Almost all Abnormal Psychology textbooks have etiology sections that cover biological, psychology and, sometimes, sociological explanations of almost every psychopathology. Yet trying to reconcile these different etiological approaches with the simplistic diagnostic criteria in DSM-5 is almost impossible. Given the (supposedly) lucrative market for Abnormal Psychology textbooks, there has been a frenzy to align these books with DSM-5. The 12th edition of Wiley’s Kring et al. Abnormal Psychology textbook even preceded DSM-5 and attempted to predict what the new diagnostic criteria would be!
But the more I research the etiology of individual psychopathologies for the second edition of Psychopathology, the more I realize that DSM-5 is a fabrication that is entirely remote from the diverse research being undertaken on all psychological disorders.
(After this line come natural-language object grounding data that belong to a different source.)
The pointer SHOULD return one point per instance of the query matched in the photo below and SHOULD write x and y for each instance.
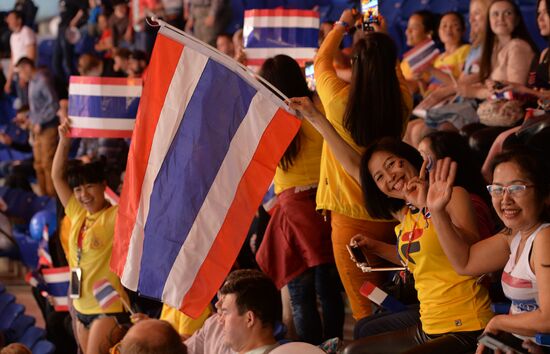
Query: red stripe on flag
(105, 80)
(281, 12)
(254, 182)
(100, 133)
(161, 71)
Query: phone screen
(310, 77)
(369, 9)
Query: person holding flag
(81, 191)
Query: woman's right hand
(442, 178)
(360, 240)
(63, 130)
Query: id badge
(75, 282)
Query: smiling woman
(519, 194)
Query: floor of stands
(12, 275)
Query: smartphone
(357, 255)
(504, 343)
(369, 10)
(310, 77)
(75, 282)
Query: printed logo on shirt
(524, 305)
(410, 243)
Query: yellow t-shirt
(96, 254)
(453, 63)
(305, 168)
(448, 302)
(182, 323)
(337, 190)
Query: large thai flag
(421, 56)
(271, 32)
(207, 140)
(103, 107)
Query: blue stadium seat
(9, 315)
(21, 325)
(43, 347)
(32, 336)
(5, 300)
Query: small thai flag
(381, 298)
(105, 294)
(57, 286)
(504, 95)
(421, 56)
(271, 32)
(103, 107)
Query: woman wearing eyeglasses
(519, 193)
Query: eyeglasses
(513, 190)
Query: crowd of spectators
(430, 169)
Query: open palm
(442, 178)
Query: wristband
(343, 24)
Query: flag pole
(227, 60)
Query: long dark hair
(468, 175)
(375, 106)
(379, 205)
(520, 31)
(285, 74)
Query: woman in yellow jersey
(92, 219)
(296, 249)
(377, 103)
(454, 309)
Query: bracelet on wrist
(343, 24)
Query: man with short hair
(43, 103)
(152, 337)
(22, 44)
(250, 309)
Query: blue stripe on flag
(105, 292)
(58, 289)
(103, 106)
(283, 38)
(202, 140)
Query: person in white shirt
(22, 44)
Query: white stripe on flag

Schizophrenia spectrum disorders is a good example. There is a growing wealth of knowledge about the neuropsychology of schizophrenia as a diagnostic category. There is also a growing wealth of knowledge about the psychological processes that give rise to cognitive biases contributing to psychotic symptoms. None of this is apparent in any of the words I read in DSM-5. I would hesitate to say this, but I think I would have a better idea of being able to spot and understand a “schizophrenia”-related disability from reading the literature on schizophrenia etiology research than I would ever have from reading the DSM-5 diagnostic criteria.
There is no doubt that DSM-5 is a poor guide to “understanding” psychiatric disorders – anyone who reads it will get very little insight into what it is like to experience a mental health problem and even less insight into what causes that problem. So is DSM-5 simply a load of very eminent psychiatrists exercising their intellectual muscle to force us all to fit into rather simplistic mental health boxes (and also an attempt by them to impress their more traditional medical compatriots)? And for who’s benefit? Well, as I understand it, much of this is for the benefit of the US health insurance market. So is this why we should have a deliberate convergence of diagnostic mental health criteria when such criteria are currently sketchy and arbitrary?
Don’t get me wrong. It’s important that researchers and practitioners collaborate to further knowledge and diagnostic criteria. But to believe that we are already at a point where we can begin to converge different worldwide diagnostic criteria is frighteningly premature. The development of diagnostic criteria for mental health problems has been a process that has been overseen by medics for far too long – not just in the APA but also in the World Health Organization. Mental health problems are not simply medical problems, many of them are problems stemming as much from ways of thinking and from socio-economic status as they are from medical dysfunction. Yet there is an alarming desire to align DSM with neuroscience – and not with psychology and nor with the socio-economic factors that give rise to many common mental health problems. Wouldn’t it be interesting at this stage in our knowledge development to see different attempts to consolidate diagnostic criteria take their own independent routes rather than deliberately converge as a matter of international medical policy?